In [5]:
import os
import time
import sys
import re
from subprocess import call
import numpy as np
from nltk import TweetTokenizer
from nltk.tokenize.stanford import StanfordTokenizer

# Downloading the models

As mentioned in the readme, here are the pretrained models you can download:

- [sent2vec_wiki_unigrams](https://drive.google.com/open?id=0B6VhzidiLvjSa19uYWlLUEkzX3c) 5GB (600dim, trained on english wikipedia)
- [sent2vec_wiki_bigrams](https://drive.google.com/open?id=0B6VhzidiLvjSaER5YkJUdWdPWU0) 16GB (700dim, trained on english wikipedia)
- [sent2vec_twitter_unigrams](https://drive.google.com/open?id=0B6VhzidiLvjSaVFLM0xJNk9DTzg) 13GB (700dim, trained on english tweets)
- [sent2vec_twitter_bigrams](https://drive.google.com/open?id=0B6VhzidiLvjSeHI4cmdQdXpTRHc) 23GB (700dim, trained on english tweets)
- [sent2vec_toronto books_unigrams](https://drive.google.com/open?id=0B6VhzidiLvjSOWdGM0tOX1lUNEk) 2GB (700dim, trained on the [BookCorpus dataset](http://yknzhu.wixsite.com/mbweb))
- [sent2vec_toronto books_bigrams](https://drive.google.com/open?id=0B6VhzidiLvjSdENLSEhrdWprQ0k) 7GB (700dim, trained on the [BookCorpus dataset](http://yknzhu.wixsite.com/mbweb))
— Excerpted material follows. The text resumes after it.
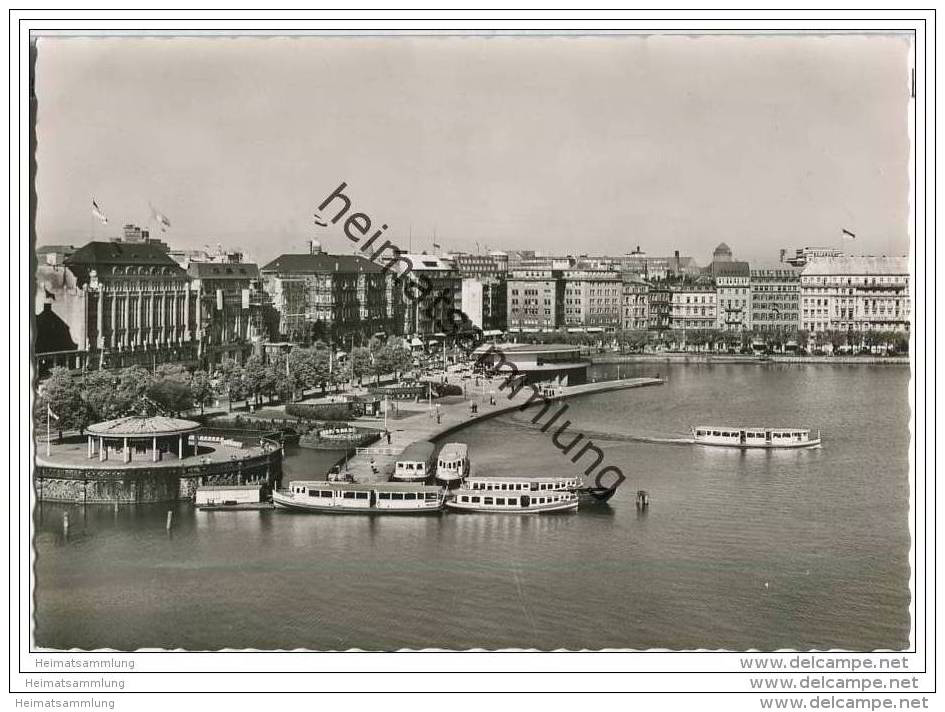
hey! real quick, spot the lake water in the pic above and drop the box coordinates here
[33,363,912,650]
# Code provided by Pagliardini et al.
For more details, please visit authors' [repository](https://github.com/epfml/sent2vec).

In [6]:
FASTTEXT_EXEC_PATH = os.path.abspath("./fasttext")
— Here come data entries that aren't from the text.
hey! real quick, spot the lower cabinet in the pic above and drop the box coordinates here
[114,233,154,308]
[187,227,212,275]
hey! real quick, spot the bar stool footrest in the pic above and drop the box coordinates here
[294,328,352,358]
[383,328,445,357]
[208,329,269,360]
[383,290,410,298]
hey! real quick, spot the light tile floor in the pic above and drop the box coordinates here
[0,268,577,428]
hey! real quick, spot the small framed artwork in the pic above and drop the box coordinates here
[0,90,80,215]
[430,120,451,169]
BASE_SNLP_PATH = "/home/aires/repositories/sent2vec/models/stanford-corenlp-full-2017-06-09/"
SNLP_TAGGER_JAR = os.path.join(BASE_SNLP_PATH, "stanford-corenlp-3.8.0.jar")

MODEL_WIKI_UNIGRAMS = os.path.abspath("models/wiki_unigrams.bin")
# MODEL_WIKI_BIGRAMS = os.path.abspath("./sent2vec_wiki_bigrams")
# MODEL_TORONTOBOOKS_UNIGRAMS = os.path.abspath("./sent2vec_wiki_unigrams")
# MODEL_TORONTOBOOKS_BIGRAMS = os.path.abspath("./sent2vec_wiki_bigrams")
# MODEL_TWITTER_UNIGRAMS = os.path.abspath('./sent2vec_twitter_unigrams')
# MODEL_TWITTER_BIGRAMS = os.path.abspath('./sent2vec_twitter_bigrams')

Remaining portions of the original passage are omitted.